Inside Philly’s downtown PennDOT office on August 29, hundreds wait patiently for a muffled voice to call their number in queue. Some are there to get new license plates, others, paperwork willing, to get the state’s new voting-only photo ID.
Eulalia Ramos Carrero, a Puerto Rican native, has been there for three hours. First, she had to wait for a month to get a new birth certificate mailed up from her grandmother, in accordance with a 2010 law passed by the Puerto Rican government.
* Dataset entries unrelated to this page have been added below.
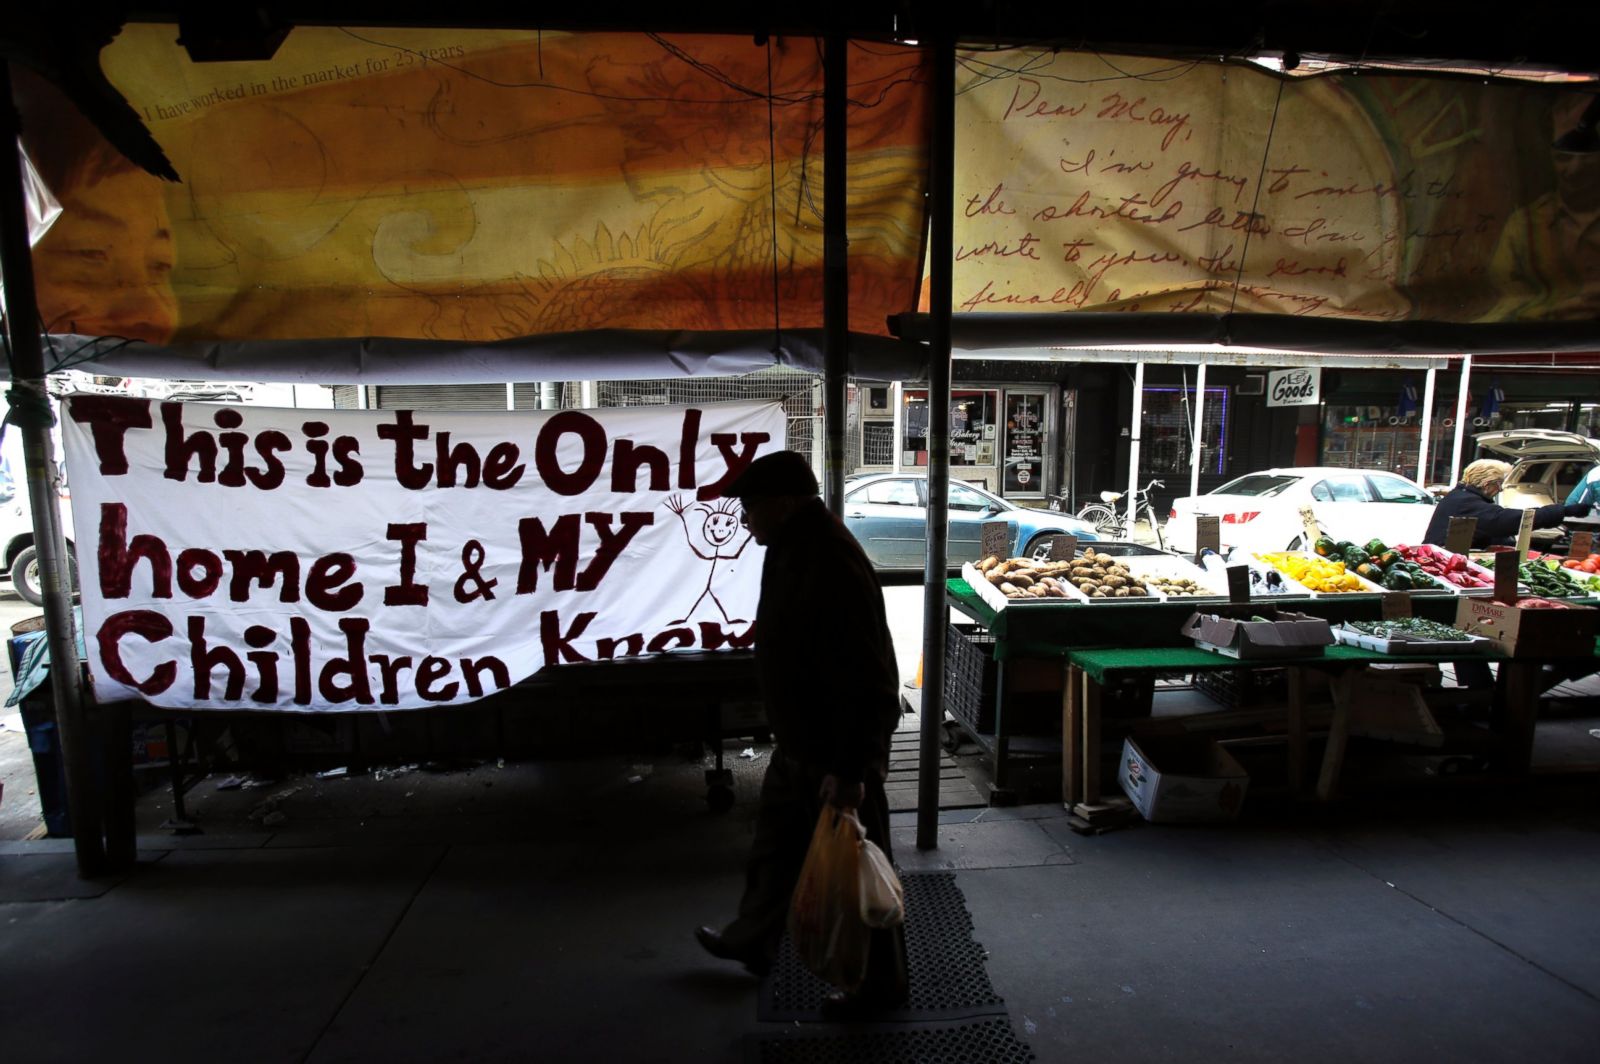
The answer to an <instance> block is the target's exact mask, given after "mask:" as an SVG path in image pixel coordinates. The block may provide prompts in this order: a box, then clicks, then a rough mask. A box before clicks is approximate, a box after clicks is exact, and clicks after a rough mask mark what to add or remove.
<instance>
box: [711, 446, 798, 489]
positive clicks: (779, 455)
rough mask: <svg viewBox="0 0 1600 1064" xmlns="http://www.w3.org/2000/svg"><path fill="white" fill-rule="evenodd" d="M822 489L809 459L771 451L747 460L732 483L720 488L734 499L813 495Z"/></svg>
mask: <svg viewBox="0 0 1600 1064" xmlns="http://www.w3.org/2000/svg"><path fill="white" fill-rule="evenodd" d="M819 491H821V488H818V483H816V474H813V472H811V462H810V461H806V458H805V454H802V453H800V451H773V453H771V454H762V456H760V458H757V459H755V461H754V462H750V464H749V466H747V467H746V469H744V472H742V474H739V475H738V477H734V478H733V483H731V485H728V486H726V488H723V490H722V493H723V494H726V496H733V498H734V499H760V498H771V496H781V494H790V496H813V494H818V493H819Z"/></svg>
Earlier this morning, the PennDOT staff sent her home because she had only one of two required proofs of residence.
Members of the Service Employees International Union (SEIU) legal team are dotted in yellow across the room to help people with documentation. “It makes you feel like you’ve done something wrong,” says Austin Thompson, a young DC-based worker organizer, of the strict but hazy ID requirements.
On the sidewalk outside PennDOT, “Voter suppression is human oppression!” emanates from a sea of SEIU purple. Richard Snowden, an Obama voter in 2008, storms out of PennDOT incredulous that his registration can’t be found—making him unable to get the ID. Sara Mullen, the state ACLU’s associate director, whips out the Election Protection app on her phone and discovers a glitch in Snowden’s registration data.
“Robo calls aren’t going to do it,” Mullen says. “You need in-person contact.” Like the NAACP, the ACLU runs an elaborate ground game to go along with its bread-and-butter legal efforts: recruiting volunteers to drive people to PennDOT stations; collaborating with the League of Women Voters and other groups to train law students on birth certificates and Social Security cards; calling Latino voters—one of the groups most affected by the law throughout the Lehigh Valley; canvassing full-time in Pittsburgh; and holding voter ID clinics in Scranton, Allentown, Harrisburg and Erie.
A recent headline in the Philadelphia Daily News read, “Best way to deal with voter-ID ruling? Get one.” If you can handle demoralizing visits to PennDOT, befuddling documentation and eligibility requirements and a voting system that the state has effectively outsourced to cash-strapped local governments and nonprofits that could otherwise be devoting their time to voter registration, you may be in luck.